Als Jurastudent lernt man im zweiten Semester, dass Grundrechte nicht gegenüber anderen Bürgern, sondern gegenüber dem Staat durchgesetzt und verwirklicht werden, da dort das strukturelle Machtgefälle durch das Rechtsstaatsprinzip eingehegt wird. Heute sind es jedoch internationale Unternehmen, die die Macht darüber ausüben können, welche Positionen wir lesen und verbreiten dürfen. Der Staat hat die Steuerungshoheit eingebüßt und ist auf der Plattform nur ein weiterer User, während seine Regelungen, soweit sie über die Gemeinschaftsregeln der Plattformbetreiber hinausgehen, bestenfalls ignoriert, häufig politisch bekämpft werden. Der nationale Staat ist nur einer von vielen Akteuren neben anderen Staaten, Werbekunden, Shareholdern und User Communities, die versuchen ihre Bedürfnisse durchzusetzen. Digitale Technologien schaffen eine normative Kraft des Faktischen auf sozialen Medien. Die Plattformen legen in ihren AGB fest, welche Verhaltensweisen und Vokabeln in Videos erlaubt sind oder zum Entzug der Monetarisierung führen. Ein Beispiel außerhalb des Meinungsdiskurses ist das Geschäftsmodell von Uber. Der Fahrdienstvermittler passte nicht in die herkömmliche Taxiregulierung und letztlich musste sich der Gesetzgeber anpassen, nicht das Start-up. Dass es hierbei an demokratischer Legitimation fehlt, interessiert die wenigsten Fahrgäste oder Plattformnutzer.

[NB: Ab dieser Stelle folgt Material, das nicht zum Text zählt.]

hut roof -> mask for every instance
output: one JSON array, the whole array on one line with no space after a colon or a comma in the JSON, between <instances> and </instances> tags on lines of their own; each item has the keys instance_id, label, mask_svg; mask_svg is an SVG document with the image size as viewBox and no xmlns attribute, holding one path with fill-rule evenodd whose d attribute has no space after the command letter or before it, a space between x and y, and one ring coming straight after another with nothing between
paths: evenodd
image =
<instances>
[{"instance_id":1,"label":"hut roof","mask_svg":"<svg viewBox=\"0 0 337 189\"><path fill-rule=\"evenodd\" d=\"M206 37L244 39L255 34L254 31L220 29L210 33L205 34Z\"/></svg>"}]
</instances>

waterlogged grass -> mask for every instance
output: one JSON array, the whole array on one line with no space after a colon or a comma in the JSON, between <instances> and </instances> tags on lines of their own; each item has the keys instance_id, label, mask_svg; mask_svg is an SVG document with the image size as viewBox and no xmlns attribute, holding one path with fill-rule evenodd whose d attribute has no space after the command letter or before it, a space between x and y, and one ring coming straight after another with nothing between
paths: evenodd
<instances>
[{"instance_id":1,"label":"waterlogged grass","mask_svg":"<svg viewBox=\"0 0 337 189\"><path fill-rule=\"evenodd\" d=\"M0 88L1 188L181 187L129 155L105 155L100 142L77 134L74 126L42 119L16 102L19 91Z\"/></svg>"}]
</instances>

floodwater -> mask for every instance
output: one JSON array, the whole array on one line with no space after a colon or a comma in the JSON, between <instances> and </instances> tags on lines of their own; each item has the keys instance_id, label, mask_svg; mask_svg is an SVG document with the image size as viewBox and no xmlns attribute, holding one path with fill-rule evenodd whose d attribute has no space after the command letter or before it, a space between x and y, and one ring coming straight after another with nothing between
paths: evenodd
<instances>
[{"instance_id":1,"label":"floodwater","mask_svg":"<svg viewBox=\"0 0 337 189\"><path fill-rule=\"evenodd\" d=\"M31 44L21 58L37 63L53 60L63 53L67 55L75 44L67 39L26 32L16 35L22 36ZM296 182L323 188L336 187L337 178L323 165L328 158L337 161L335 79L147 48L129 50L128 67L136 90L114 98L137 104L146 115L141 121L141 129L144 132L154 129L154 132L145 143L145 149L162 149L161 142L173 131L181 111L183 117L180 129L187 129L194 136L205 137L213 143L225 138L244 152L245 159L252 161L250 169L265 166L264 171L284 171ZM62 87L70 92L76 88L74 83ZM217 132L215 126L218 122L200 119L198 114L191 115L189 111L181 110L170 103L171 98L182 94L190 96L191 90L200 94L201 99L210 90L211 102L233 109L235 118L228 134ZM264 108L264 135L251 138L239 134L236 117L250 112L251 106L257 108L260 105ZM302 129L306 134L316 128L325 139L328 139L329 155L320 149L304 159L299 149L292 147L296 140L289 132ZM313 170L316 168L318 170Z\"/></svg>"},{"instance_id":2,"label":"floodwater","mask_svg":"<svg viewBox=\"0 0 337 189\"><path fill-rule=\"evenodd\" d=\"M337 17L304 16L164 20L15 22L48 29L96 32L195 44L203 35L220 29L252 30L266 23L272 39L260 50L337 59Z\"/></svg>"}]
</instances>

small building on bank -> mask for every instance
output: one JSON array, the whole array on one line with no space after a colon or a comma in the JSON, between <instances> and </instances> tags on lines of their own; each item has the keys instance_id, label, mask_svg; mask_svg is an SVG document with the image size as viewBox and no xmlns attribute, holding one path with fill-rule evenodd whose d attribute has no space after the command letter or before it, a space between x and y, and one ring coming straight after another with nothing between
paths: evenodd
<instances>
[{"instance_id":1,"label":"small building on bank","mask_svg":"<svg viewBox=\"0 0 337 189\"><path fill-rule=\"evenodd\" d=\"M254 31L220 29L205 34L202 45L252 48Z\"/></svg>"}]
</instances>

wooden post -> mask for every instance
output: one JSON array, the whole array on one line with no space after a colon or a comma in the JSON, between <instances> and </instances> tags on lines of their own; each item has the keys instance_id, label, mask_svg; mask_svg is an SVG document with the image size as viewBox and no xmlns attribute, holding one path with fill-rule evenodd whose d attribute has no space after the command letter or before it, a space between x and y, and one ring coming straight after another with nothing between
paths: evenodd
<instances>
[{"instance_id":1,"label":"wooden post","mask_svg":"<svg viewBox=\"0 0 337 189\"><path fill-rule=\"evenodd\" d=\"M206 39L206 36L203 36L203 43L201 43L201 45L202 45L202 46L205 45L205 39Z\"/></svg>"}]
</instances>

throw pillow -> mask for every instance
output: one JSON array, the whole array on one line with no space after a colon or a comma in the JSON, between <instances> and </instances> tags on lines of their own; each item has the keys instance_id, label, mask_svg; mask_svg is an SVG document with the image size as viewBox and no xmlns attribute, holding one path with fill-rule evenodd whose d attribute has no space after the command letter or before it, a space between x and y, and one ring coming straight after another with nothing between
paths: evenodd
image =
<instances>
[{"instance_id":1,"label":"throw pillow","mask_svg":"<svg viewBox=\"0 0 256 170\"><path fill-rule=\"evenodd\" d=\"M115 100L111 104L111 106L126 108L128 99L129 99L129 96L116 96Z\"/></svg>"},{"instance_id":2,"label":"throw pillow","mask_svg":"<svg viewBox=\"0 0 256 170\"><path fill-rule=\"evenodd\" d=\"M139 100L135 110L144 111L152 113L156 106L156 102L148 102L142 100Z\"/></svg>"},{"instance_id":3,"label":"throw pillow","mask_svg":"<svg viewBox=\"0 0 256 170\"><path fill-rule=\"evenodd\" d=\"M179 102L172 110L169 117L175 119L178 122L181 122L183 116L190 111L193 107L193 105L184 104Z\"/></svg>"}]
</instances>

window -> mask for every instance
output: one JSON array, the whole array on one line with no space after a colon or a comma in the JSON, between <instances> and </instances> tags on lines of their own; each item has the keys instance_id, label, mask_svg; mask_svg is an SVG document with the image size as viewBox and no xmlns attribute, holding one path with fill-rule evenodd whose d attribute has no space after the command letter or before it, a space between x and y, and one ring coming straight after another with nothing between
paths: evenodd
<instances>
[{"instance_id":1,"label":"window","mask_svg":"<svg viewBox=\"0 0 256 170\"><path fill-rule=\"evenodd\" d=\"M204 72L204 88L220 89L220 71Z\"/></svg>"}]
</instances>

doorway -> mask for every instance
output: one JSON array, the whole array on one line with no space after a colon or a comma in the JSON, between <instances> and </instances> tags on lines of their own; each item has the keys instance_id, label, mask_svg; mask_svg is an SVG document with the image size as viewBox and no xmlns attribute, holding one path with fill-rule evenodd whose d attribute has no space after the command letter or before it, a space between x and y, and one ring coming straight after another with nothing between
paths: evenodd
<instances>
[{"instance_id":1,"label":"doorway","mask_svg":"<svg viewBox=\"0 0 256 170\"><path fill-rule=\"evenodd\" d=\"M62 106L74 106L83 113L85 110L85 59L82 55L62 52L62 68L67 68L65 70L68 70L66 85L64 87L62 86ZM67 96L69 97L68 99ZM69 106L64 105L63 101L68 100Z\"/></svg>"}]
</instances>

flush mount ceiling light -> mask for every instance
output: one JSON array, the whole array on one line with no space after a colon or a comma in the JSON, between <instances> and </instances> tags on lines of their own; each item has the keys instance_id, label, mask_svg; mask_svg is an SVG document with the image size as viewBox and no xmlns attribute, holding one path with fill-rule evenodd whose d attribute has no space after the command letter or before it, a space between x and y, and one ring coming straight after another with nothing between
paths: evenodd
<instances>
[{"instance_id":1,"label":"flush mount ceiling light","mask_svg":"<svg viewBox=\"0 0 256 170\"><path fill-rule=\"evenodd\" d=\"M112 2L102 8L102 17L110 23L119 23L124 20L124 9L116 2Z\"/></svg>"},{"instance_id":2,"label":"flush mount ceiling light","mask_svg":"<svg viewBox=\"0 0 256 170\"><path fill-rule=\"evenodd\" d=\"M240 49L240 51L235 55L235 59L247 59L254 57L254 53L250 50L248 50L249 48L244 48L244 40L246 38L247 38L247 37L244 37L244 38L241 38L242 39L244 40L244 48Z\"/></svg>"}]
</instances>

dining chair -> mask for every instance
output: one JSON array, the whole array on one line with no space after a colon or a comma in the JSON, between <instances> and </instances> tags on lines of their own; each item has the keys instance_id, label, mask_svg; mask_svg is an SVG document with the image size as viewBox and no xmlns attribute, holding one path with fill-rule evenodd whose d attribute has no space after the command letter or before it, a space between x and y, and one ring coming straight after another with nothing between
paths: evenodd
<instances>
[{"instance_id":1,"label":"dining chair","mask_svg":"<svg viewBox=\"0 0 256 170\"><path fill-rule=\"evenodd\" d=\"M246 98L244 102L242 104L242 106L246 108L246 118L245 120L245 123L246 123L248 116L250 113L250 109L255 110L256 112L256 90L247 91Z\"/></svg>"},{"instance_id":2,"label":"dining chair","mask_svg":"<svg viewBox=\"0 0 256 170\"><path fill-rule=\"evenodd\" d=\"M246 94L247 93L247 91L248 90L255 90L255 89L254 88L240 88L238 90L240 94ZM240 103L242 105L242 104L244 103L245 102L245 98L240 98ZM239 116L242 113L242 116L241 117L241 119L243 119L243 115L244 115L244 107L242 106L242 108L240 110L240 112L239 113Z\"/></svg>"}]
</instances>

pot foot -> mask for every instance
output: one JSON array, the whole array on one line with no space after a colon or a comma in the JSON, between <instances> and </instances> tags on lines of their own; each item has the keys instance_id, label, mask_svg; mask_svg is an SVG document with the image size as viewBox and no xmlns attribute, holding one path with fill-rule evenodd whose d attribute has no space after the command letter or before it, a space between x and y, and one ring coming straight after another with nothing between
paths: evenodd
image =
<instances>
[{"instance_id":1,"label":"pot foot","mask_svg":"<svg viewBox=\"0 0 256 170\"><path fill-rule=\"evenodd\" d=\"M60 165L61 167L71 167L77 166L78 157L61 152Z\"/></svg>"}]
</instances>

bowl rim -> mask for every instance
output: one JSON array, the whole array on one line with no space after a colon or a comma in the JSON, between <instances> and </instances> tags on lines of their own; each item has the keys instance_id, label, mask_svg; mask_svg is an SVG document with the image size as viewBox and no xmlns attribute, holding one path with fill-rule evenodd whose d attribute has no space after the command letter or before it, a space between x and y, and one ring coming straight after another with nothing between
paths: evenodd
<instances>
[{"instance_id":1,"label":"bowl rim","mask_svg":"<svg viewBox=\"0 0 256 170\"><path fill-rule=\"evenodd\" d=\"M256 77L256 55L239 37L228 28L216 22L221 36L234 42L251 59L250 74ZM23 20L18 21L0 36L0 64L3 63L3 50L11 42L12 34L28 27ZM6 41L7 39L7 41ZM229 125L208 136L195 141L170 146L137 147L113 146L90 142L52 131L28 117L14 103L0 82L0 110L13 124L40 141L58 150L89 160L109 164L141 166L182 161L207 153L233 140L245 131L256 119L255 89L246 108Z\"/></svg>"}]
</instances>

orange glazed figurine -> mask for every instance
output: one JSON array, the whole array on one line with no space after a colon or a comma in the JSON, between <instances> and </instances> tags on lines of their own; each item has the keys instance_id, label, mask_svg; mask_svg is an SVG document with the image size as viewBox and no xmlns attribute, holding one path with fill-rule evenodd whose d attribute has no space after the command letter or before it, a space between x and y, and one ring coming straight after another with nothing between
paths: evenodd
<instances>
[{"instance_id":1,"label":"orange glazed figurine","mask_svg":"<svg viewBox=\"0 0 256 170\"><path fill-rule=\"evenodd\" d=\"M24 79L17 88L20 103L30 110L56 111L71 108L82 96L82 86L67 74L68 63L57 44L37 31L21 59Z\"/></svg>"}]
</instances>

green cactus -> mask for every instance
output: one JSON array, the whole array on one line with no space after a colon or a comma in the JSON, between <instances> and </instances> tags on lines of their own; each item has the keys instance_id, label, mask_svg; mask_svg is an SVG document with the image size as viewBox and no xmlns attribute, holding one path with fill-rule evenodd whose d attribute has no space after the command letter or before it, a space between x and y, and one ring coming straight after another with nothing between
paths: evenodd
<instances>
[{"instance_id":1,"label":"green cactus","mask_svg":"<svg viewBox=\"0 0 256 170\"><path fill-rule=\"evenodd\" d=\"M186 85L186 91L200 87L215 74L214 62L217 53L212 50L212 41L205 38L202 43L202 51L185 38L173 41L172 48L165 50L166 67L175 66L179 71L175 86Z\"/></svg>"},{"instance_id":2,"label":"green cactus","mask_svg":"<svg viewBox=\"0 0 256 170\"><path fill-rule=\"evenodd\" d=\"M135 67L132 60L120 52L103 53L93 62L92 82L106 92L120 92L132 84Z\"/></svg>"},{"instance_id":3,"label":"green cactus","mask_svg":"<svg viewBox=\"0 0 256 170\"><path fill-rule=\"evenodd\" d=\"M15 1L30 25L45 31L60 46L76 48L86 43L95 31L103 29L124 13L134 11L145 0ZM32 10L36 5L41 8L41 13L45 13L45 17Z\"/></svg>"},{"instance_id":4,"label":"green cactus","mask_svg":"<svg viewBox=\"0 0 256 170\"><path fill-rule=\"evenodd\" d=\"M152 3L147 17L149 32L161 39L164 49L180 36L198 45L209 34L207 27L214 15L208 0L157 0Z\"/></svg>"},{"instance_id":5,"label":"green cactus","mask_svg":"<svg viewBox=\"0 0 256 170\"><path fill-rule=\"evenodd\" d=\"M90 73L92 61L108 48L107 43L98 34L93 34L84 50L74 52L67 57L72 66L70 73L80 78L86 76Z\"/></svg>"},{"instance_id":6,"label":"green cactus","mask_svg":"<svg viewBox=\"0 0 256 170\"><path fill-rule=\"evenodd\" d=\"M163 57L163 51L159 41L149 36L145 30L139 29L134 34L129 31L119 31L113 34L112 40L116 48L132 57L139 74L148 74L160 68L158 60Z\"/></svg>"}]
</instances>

Im Schutzbereich von Grundrechten wird das Fehlen von Legitimation auch zum Fehlen jeglicher Kontrollmöglichkeiten. Der Staat erlebt, dass das durch Untätigkeit entstandene Machtvakuum zu Gewöhnungseffekten und zur Unumkehrbarkeit eingetretener Entwicklungen führt. Die algorithmische Timeline und personalisierte Werbung hat so viel Akzeptanz gewonnen, dass die plötzliche Anwendung von Datenschutzvorschriften, die schon immer vorhanden waren, als übergriffige Bevormundung des Staates empfunden wird. Der Schutz der Menschenwürde vor übler Nachrede und Beleidigung ist längst nicht unangefochtener Konsens in der digitalen Gesellschaft, sondern aus Sicht des privaten Akteurs eine Lästigkeit, mit der attraktiver Content beschränkt wird.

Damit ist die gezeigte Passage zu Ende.